Okumayan yoktur sanırım onun yazdıklarını!
Onu gören ilgiyle dinliyordu. Bazıları bu kim diye soruyordu. Kimileri sormuyordu. Tanıyordu Üsküp' lü Orhanı… Orhansa küçük kızımın arkadaşıydı ilkokuldan.

Önemli olanı rüyam gerçekleşti! Derler ya ölüyü görürsen rüyanda dirisi gelir oralara! Ama hanıma bu sefer: Evliya Çelebinin giyimiyle Üsküp'lü Orhan çarşıyı geziyor ve ilgi uyandırıyordu! demek zorundaydım.
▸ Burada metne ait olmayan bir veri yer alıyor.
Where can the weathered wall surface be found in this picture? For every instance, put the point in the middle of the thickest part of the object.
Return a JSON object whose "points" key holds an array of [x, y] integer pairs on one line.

Sonra bir ilahiyi hatırladım:
… Gâh çıkarım gökyüzüne
Seyrederim âlemi…
Sizin dünya gözüyle Üsküp’te gördüğünüz bu âlemi onun ruhu zaten seyrediyordu. Torunu Orhan aracılığıyla… Bu sefer Çifte Hamam mekanınındaki resimler bize seyrettiyordu onu! O yeryüzüne inmişti torunu Orhan Aracılı ile ve diyordu:
Gah inerim yer yüzüne
Seyreder alem beni…
Uluslararası Balkan Üniversitesinin kültürel faaliyeti olarak Evliya Çelebi’nin doğumunun 400. yıldönümü dolayısıyla gerçekleşen resim sergisi Üsküp'lü ve Üsküp dışından gelenlere bu günlerde bir ziyaret mekânıydı.

Resmi açılışta sergiye katılanları gördüm… Sayayım onları bir bir: Makedonya TC Büyükelçisi Gürol Sökmensüer, TC Büyükelçilik Konsolosu Kadir Akçeşme, Askeri Ataşe K. Alb. Metin Alpcan, TIKA Başkanı Mustafa Bozdemir, Makedonya İslam Camiası Kalkandelen Müftüsü Alifikri Esati ve diğerleri vardı.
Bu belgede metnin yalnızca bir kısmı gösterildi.